The season is winding down. Routines change, friendships have grown, priorities change. As a coach, what should you do now? When practice time comes and there is no practice, what do you do? When there are no games to prepare for, what do you do with your time?

Coaching is an all encompassing job. It takes time, devotion, and is very crisis oriented. To do it well, you have to plan your year, just as you have to plan your practices. Those outside the profession don’t understand it. Don’t try to explain it to them or expect them to understand. Coaches are a special breed.
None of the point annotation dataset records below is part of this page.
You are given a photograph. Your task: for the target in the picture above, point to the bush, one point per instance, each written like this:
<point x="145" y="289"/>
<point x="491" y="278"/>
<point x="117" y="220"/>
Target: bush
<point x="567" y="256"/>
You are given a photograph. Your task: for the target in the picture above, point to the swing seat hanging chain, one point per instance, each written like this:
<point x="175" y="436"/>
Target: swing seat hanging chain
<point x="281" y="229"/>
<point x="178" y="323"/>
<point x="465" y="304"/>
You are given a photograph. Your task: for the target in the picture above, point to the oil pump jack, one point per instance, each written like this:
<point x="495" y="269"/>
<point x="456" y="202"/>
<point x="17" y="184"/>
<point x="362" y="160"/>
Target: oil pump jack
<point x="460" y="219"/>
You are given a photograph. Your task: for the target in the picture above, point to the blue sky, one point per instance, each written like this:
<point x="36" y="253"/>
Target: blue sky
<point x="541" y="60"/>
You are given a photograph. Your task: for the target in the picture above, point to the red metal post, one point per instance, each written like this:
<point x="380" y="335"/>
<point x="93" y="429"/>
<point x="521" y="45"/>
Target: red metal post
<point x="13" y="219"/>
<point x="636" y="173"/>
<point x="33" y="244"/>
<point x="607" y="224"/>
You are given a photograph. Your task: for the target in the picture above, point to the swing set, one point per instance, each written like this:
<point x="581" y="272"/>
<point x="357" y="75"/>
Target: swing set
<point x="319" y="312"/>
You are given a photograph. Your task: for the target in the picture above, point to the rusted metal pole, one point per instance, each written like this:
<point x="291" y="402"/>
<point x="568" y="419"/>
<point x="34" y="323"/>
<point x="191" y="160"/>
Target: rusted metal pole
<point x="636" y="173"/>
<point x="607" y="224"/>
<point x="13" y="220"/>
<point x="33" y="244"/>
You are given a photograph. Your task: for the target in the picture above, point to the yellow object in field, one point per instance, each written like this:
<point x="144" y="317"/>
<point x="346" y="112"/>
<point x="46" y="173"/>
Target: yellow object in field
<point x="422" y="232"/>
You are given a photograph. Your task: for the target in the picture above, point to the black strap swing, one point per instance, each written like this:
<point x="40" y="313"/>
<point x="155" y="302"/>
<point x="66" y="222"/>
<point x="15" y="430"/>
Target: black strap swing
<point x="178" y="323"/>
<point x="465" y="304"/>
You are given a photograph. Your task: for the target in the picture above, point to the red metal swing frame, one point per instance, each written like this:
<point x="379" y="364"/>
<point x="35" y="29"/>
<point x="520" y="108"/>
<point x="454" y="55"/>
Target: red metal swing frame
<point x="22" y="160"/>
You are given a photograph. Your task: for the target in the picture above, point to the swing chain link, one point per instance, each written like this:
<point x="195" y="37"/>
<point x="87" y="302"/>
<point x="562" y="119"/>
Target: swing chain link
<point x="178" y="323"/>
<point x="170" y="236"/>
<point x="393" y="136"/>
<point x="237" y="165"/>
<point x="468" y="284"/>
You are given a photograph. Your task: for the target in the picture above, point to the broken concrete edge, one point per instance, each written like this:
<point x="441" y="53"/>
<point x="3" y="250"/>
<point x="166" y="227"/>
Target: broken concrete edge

Here are a just a few thoughts as to how to recover and prepare for the next season.

1 – 2 weeks post season

  1. Relax – After every season, there are decisions to be made. Whether they are career, personnel, or personal, immediately after the season is not the time to do it. Take some time for yourself, catch up with family and friends and try to settle back to a traditional lifestyle. Let your mind and body rest.
  2. Organize – collect all of your practice plans, put all your game films in order, and collate your statistics.
  3. Make the most of extraordinary clarity that you have after the season — If you’re like most coaches, you’ll have some amazing clarity a few days or weeks after the season is over. It’s very important to document what you’ve learned while it’s still fresh in your mind. You’ll find that this tip alone can have an enormous impact on your team’s improvements next year. You never think it will happen, but it’s amazing how much you forget during the off season. And you’ll be just as amazed how much documenting these thoughts will help you. Document what you’ve learned. Document what you should do different next year. Get those thoughts and ideas down so you can reference them next year.
  4. Be sure your players have their priorities straight. Players often let their schoolwork slip after the season. Be sure they are caught up and on time with their classes.

 

3 – 4 weeks post season

  1. Begin your evaluation process. Interpret your stats and decide what you feel is important and what you can affect by coaching. Start watching your game films and evaluate what you did well and what you did poorly. Evaluate your practice plans and determine what type of practice flow was most effective. Be sure to include your assistants in this process. Different points of view can be very helpful.
  2. Meet with your players. Discuss their thoughts of the season. What do they feel the team did well, what was done poorly? What do they feel they did well personally and what they need to work on? Discuss your feelings in regard to their performance. Talk about expectations for the next season.
  3. Develop an off-season development program. Rules differ from state to state in regard to what coaches can do in the off season. Many coaches also have other responsibilities (teaching, other sports, etc.) so the program should be simple and self moderating, the players should be able to get through it themselves. At least the first half of the off season should be spent on development as opposed to playing. In addition, if you wish to have your team strength train, maximum gains should be achieved during the first 75% of the off season.

 

A month after the season you are essentially in the off season. Use this period to recharge.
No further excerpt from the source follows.